The challenge is then to devise a way to (a) decide how many of the households identified as having 8 persons are in fact 9 or higher person households and (b) how to distribute these larger households to 9-person, 10-persons, ... households.
Let p denote the proportion of households incorrectly reported as having 8 persons.
The probability that an enumerators does not complete a continuation questionnaire may be plausibly assumed to decline with the number of persons who will be omitted as a result. An continuation form is more likely to be omitted for a 9-person household, for example, than for a 15-person household.
To capture this decline with a single parameter, suppose that omission of continuation forms for larger households follows a geometric series. Specifically, if N denotes the number of 9-person households wrongly identified as 8-person households, then, the number of 10-person households wrongly identified as 8-person households will be N×r, the number of 11-person households wrongly identified 8-person households N×r2, and so on, where r is a number between zero and one.
The next step is to estimate the parameters p and r from the observed distribution and use them to calculate an adjusted distribution.

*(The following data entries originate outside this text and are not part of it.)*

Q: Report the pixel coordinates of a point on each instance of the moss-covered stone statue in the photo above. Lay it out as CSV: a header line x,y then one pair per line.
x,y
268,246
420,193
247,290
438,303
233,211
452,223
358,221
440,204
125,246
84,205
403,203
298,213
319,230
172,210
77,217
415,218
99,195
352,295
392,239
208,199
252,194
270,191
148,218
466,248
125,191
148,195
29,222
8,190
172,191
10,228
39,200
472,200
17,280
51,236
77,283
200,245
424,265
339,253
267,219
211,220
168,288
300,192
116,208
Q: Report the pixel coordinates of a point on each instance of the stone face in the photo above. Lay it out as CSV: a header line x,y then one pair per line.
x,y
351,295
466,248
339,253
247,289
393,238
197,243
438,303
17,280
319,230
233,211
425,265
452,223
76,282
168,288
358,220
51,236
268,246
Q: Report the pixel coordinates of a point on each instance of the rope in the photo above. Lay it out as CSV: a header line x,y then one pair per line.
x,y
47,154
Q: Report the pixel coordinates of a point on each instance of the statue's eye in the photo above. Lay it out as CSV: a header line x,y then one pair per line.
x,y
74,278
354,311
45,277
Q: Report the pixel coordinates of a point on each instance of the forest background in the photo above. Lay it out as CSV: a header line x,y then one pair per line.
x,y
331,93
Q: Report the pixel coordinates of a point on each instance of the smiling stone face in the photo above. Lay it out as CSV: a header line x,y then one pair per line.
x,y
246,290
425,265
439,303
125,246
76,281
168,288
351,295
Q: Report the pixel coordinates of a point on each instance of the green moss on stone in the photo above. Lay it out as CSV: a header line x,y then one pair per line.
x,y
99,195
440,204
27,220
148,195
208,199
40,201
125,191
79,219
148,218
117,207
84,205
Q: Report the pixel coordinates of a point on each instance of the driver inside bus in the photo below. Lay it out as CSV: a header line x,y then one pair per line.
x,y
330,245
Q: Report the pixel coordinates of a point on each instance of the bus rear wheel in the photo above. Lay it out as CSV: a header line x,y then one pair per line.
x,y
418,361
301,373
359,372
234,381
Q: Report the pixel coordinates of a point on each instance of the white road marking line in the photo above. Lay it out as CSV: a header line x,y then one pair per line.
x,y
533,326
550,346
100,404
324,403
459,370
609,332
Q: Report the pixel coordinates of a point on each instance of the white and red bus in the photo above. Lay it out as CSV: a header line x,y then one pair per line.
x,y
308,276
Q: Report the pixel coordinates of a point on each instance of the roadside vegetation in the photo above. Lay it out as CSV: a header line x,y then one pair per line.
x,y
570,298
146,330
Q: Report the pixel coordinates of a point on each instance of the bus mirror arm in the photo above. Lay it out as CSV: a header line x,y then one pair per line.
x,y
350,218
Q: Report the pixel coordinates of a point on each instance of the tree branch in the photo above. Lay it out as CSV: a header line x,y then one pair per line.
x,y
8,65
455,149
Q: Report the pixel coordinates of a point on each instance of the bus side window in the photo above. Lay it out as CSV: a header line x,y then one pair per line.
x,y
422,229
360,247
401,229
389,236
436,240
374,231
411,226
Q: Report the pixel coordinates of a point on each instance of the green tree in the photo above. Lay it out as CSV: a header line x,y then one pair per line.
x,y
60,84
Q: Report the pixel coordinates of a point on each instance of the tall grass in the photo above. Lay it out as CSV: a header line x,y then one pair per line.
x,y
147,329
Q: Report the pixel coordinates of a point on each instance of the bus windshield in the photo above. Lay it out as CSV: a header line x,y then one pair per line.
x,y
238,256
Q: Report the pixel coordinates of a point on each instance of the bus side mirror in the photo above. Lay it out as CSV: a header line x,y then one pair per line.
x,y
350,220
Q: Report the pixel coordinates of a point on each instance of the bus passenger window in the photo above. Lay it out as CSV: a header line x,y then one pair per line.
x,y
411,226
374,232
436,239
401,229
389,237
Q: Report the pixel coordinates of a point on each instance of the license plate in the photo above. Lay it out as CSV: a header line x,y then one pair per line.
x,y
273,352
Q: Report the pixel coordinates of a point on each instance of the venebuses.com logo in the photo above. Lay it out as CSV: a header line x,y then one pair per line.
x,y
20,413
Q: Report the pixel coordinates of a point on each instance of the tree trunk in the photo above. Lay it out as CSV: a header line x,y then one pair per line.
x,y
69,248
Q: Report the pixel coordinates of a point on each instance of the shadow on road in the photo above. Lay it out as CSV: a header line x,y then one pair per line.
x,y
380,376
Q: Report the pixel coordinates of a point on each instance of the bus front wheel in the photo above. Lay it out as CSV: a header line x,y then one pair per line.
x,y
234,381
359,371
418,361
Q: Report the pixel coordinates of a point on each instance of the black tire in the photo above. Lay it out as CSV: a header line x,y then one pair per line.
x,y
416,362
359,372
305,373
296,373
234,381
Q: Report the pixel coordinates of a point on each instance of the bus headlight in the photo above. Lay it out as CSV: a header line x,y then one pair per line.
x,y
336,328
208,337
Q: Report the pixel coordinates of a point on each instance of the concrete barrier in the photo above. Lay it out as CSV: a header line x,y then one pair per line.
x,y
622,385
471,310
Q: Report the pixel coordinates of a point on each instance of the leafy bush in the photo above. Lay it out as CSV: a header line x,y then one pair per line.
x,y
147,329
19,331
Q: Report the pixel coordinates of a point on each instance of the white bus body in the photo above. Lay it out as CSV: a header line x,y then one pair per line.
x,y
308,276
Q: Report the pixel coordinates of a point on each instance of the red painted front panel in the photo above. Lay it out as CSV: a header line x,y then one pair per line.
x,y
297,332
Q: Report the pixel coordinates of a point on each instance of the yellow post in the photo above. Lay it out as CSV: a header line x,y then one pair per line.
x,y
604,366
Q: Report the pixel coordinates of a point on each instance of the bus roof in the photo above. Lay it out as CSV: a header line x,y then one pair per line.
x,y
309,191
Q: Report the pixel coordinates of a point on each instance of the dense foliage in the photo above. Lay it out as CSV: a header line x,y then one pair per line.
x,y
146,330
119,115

We want parameter values p and r that give an adjusted household size distribution with no spike. That is to say we want a smoother distribution, which means we want a less rough distribution. Our approach will therefore be to (i) define a measure of “roughness” and then (ii) choose parameter values to minimize this measure.
For each point in Figure 1 except the first and the last, calculate the difference between the point and the average of the adjacent points, square the difference, and sum these squared differences. This defines a measure of roughness R(p,r).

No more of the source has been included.